When a child under 18 is unable to understand the nature of the treatment and the consequences of refusing it
In these circumstances treatment can proceed on the basis of parental consent (eg. permission to admit to an in-patient unit). This is a right held by parents under common law. However, we would again recommend that an on-going attempt to enhance the patient's level of competence and motivation for treatment should be adopted. Where a particularly high level of treatment intervention is required (eg. naso-gastric feeding plus sedation or physical restraint), legal advice should be sought as to whether proceedings under the Children Act would be appropriate. This has the dual effect of ensuring that the patient's views are formally considered, and that the clinician is protected from accusations of assault or trespass.

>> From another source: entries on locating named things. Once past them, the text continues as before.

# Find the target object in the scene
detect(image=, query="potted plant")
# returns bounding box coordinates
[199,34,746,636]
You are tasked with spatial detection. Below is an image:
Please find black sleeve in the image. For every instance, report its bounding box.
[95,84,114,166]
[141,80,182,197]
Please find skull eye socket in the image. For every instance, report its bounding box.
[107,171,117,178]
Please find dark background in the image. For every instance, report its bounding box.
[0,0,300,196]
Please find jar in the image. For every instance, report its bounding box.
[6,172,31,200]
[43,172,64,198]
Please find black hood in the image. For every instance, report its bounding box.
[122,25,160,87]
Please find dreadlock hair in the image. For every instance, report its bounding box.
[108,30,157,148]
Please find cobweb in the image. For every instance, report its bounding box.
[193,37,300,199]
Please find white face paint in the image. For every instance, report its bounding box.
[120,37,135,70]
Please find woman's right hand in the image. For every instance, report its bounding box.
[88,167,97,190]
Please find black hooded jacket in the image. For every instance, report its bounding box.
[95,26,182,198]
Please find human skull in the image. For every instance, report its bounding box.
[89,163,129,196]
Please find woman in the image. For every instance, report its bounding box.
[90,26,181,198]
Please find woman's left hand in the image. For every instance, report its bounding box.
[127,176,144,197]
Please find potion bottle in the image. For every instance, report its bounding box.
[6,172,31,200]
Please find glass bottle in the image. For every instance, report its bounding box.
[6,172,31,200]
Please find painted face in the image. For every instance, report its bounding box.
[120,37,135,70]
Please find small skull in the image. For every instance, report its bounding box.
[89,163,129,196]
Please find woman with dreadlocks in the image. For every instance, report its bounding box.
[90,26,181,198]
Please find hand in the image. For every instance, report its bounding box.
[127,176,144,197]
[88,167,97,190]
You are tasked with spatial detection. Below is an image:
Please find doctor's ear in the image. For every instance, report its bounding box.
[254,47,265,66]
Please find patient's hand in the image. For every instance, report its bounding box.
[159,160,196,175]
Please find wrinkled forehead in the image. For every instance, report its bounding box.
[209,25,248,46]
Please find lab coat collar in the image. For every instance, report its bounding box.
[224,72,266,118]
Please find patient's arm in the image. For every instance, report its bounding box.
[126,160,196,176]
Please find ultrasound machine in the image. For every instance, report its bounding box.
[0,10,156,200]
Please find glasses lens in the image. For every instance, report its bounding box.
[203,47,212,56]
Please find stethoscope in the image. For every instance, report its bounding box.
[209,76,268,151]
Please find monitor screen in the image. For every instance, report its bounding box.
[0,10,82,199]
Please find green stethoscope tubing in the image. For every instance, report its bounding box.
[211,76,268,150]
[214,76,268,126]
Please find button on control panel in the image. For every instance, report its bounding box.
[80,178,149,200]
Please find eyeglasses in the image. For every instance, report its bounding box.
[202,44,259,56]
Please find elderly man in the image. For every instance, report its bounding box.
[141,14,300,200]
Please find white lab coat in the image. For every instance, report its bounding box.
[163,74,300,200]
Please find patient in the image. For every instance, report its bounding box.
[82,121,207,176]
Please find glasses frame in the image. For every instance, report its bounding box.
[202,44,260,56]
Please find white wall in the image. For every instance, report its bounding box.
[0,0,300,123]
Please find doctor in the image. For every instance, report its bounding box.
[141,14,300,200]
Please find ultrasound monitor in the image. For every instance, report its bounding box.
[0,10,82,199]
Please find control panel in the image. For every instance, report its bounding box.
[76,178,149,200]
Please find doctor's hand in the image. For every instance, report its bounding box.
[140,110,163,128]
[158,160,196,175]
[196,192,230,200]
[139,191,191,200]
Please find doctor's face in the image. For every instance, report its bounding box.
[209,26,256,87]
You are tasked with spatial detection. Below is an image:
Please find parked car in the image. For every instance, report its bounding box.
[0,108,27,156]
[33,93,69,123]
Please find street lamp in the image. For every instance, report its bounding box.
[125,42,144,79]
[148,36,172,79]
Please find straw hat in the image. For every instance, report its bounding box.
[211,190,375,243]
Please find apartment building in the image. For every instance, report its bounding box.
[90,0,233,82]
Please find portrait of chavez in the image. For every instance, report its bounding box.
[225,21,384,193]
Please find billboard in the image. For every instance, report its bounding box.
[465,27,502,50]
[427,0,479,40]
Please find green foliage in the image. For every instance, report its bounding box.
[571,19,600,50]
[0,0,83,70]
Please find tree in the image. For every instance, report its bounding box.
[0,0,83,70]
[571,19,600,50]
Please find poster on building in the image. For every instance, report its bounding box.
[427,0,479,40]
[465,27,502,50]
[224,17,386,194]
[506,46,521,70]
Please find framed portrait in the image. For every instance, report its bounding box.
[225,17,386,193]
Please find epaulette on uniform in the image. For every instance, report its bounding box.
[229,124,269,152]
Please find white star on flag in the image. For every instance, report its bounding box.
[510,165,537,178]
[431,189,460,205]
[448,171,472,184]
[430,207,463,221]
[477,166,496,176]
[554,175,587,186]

Mental Health Act or Children Act?
The decision as to whether to use the Mental Health Act or the Children Act with patients under 18 who understand the issues but refuse consent, is a complex one. Practice varies between clinicians and familiarity with both legal frameworks is necessary. Advantages of using the Mental Health Act include that the patient is then provided with the safeguards afforded by the Act. Advantages of using Children Act proceedings include that this avoids the stigma of the Mental Health Act. Patients who have been detained and treated under the terms of the Mental Health Act will be unable to travel visa free to some countries, such as the USA, and will be required to provide supporting medical evidence regarding current mental health status before a visa is provided. There may also be implications for emigration applications. It may make more sense to use proceedings under the Children Act in younger children and to use the Mental Health Act with older teenagers. For a more detailed discussion of the ethical and legal dilemmas connected to this issue see Honig & Bentovim (Reference Honig and Bentovim1996) and Freeman (Reference Freeman1992).
Discussion
We recommend an approach that focuses on collaboration with patient and family, on giving information, on motivational enhancement and on clarity regarding issues of consent. In our view such an approach maximises opportunities for successful treatment and provides safeguards for patients and staff alike.